Posted on 26 dicembre 2011 by alberto

Uno studio esauriente sulle stele capuane fu condotto verso il 1940 da Lidia Forti, che prese in considerazione un gran numero di esemplari custoditi nel Museo Campano, oppure ancora visibili in loco in un’area alquanto vasta tra Capua, S.Maria C.V., S.Prisco e Casapulla; di ognuna indicò con estrema precisione la prove­nienza, il testo dell’epigrafe ed il tema raffigurato. La tipologia delle stele capuane non si incontra in altre parti d’Italia, mentre qualche somiglianza è stata rilevata con quelle tarentine. Nel Lazio, infatti, il busto è inserito in un ri­quadro rettangolare e nel settentrione siffatte pietre tombali hanno forma più snella e allungata e, quasi sempre, contengono il solo busto del de­funto. L’uso di rappresen­tare le figure per intero o quasi è, in effetti, di derivazione più greca che italica. La lavorazione di tali stele risente dell’arte provinciale, intesa in senso positivo, capace cioè di valorizzare l’elemento locale; si tratta, infatti, di lavori eseguiti da artigiani campani, per l’esattezza capu­ani, ed il travertino usato è quello del Tifata.
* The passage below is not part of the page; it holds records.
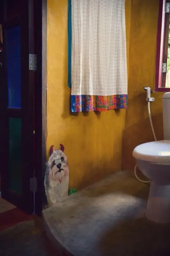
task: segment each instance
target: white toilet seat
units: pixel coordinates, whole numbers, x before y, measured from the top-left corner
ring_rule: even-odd
[[[141,144],[134,150],[133,156],[143,161],[170,165],[170,140],[152,141]]]

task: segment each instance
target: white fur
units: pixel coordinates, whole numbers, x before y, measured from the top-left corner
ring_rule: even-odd
[[[64,158],[64,161],[61,158]],[[55,161],[55,164],[53,166]],[[57,165],[61,164],[59,171]],[[47,165],[44,179],[45,193],[49,205],[61,202],[68,196],[69,183],[69,167],[66,156],[60,150],[54,151]]]

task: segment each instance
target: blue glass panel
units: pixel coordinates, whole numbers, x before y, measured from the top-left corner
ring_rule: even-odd
[[[9,123],[10,189],[21,194],[22,121],[10,118]]]
[[[20,108],[21,53],[20,27],[6,30],[8,106]]]

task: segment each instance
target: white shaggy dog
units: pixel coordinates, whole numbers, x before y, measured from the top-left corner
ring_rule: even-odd
[[[50,158],[45,174],[44,186],[48,206],[61,202],[68,196],[69,167],[64,148],[53,151],[54,145],[50,149]]]

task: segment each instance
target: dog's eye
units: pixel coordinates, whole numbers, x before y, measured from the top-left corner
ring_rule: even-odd
[[[53,165],[53,166],[54,166],[54,165],[55,165],[55,161],[53,161],[53,163],[52,163],[52,165]]]

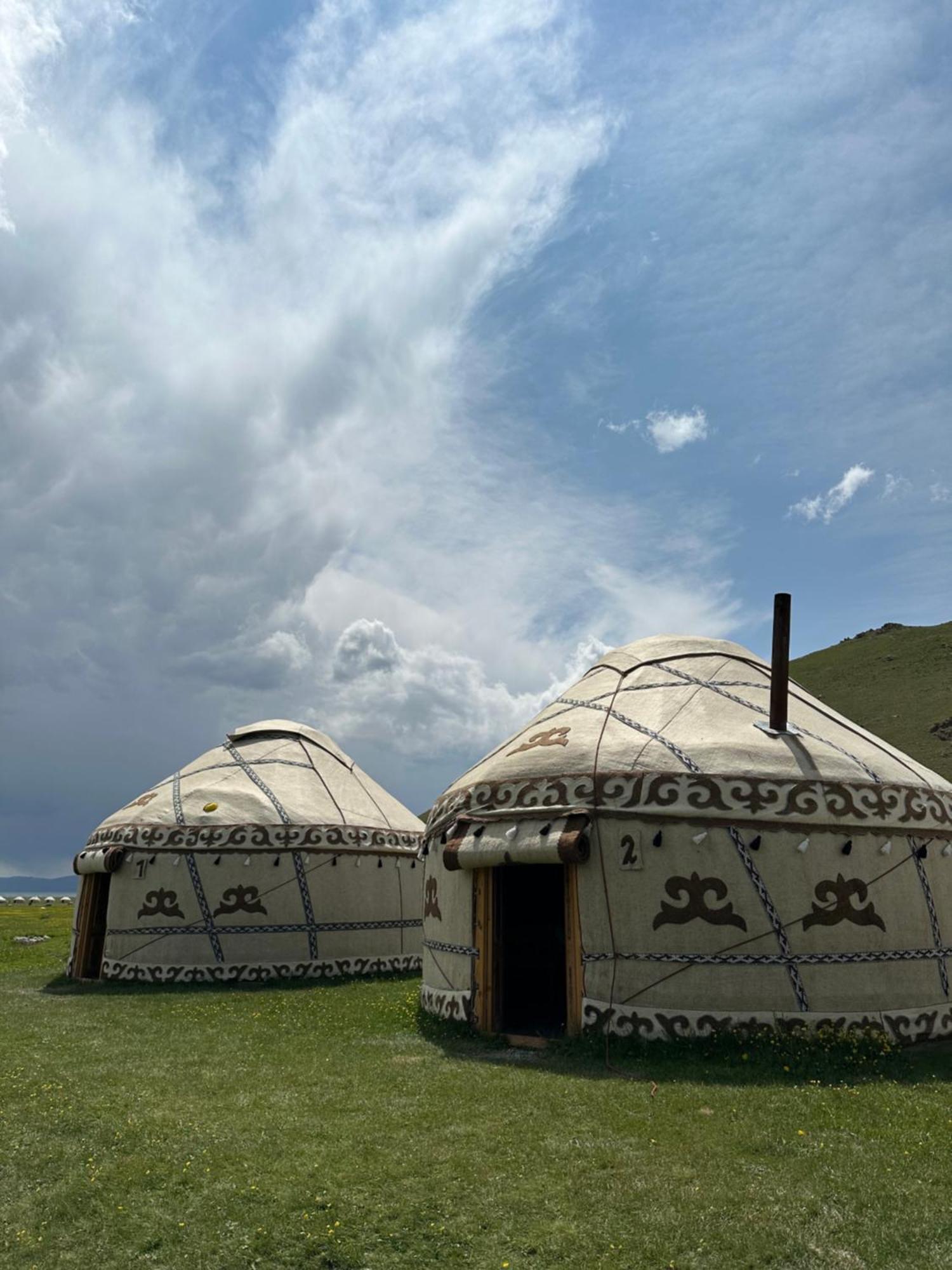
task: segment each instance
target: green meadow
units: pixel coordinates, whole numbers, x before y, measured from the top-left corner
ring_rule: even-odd
[[[947,1049],[510,1050],[415,978],[75,986],[69,925],[0,911],[4,1270],[952,1266]]]

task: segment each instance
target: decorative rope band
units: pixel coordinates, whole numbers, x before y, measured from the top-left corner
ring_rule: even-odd
[[[942,947],[942,932],[939,930],[939,918],[935,912],[935,902],[932,898],[932,886],[929,885],[929,878],[925,872],[925,866],[919,859],[920,842],[910,836],[909,838],[909,855],[913,857],[915,864],[915,871],[919,874],[919,885],[923,889],[923,895],[925,897],[925,907],[929,911],[929,927],[932,928],[932,941],[935,947]],[[946,969],[944,956],[939,959],[939,983],[942,984],[942,991],[948,996],[948,970]]]
[[[390,922],[288,922],[284,926],[110,926],[108,935],[300,935],[319,931],[400,931],[423,926],[423,918],[406,917]]]
[[[185,852],[185,864],[188,865],[188,874],[192,879],[192,889],[195,893],[195,900],[198,903],[199,912],[202,913],[202,922],[204,923],[204,930],[208,933],[208,941],[212,945],[215,960],[223,961],[225,954],[221,950],[221,942],[218,941],[218,936],[215,931],[215,918],[212,917],[212,911],[208,907],[208,900],[206,899],[204,886],[202,885],[202,879],[198,874],[195,857],[190,851]]]
[[[710,679],[699,679],[697,678],[697,676],[688,674],[685,671],[675,669],[675,667],[673,665],[663,664],[661,669],[666,671],[669,674],[677,676],[679,679],[685,679],[688,683],[696,683],[698,687],[710,688],[711,692],[716,692],[718,697],[726,697],[727,701],[735,701],[739,706],[746,706],[748,710],[753,710],[754,714],[763,715],[764,719],[769,719],[770,716],[769,710],[764,710],[763,706],[754,705],[753,701],[745,701],[744,697],[739,697],[734,692],[725,692],[724,687],[718,683],[712,683]],[[844,749],[842,745],[838,745],[834,740],[828,740],[826,737],[820,737],[815,732],[807,732],[807,729],[801,728],[800,724],[797,724],[797,732],[800,732],[801,735],[803,737],[809,737],[811,740],[819,740],[821,745],[828,745],[830,749],[835,749],[838,754],[843,754],[844,758],[849,758],[852,762],[857,765],[857,767],[862,768],[862,771],[866,772],[866,775],[869,777],[871,781],[873,781],[876,785],[880,784],[880,777],[876,775],[872,767],[867,767],[867,765],[862,761],[862,758],[857,758],[856,754],[850,754],[848,749]]]
[[[790,975],[790,983],[793,988],[793,996],[797,998],[797,1005],[801,1010],[809,1010],[810,1003],[806,998],[806,989],[803,988],[803,980],[800,978],[800,972],[797,970],[793,961],[791,961],[791,946],[787,939],[787,932],[783,928],[783,922],[781,921],[781,914],[777,912],[773,900],[770,899],[770,893],[767,885],[757,870],[757,865],[750,859],[750,852],[746,848],[746,843],[737,833],[735,828],[727,829],[731,837],[731,842],[737,848],[737,855],[740,856],[744,867],[748,871],[750,881],[754,884],[754,890],[760,897],[760,903],[767,913],[767,919],[773,927],[773,933],[777,939],[777,945],[781,950],[781,956],[783,958],[783,964],[787,966],[787,974]]]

I magistri lapidarii erano particolarmente esperti in quell’arte e non mancavano,  in molti casi, di ca­pacità artistiche individuali, pur ispi­randosi, in linea di massima, a correnti d’arte greca. L’apparente roz­zezza nasconde il tentativo di esprimere nelle figure umane, con efficace ed elementare fissità, il dramma impenetrabile, come la pietra che la raffi­gura, della morte.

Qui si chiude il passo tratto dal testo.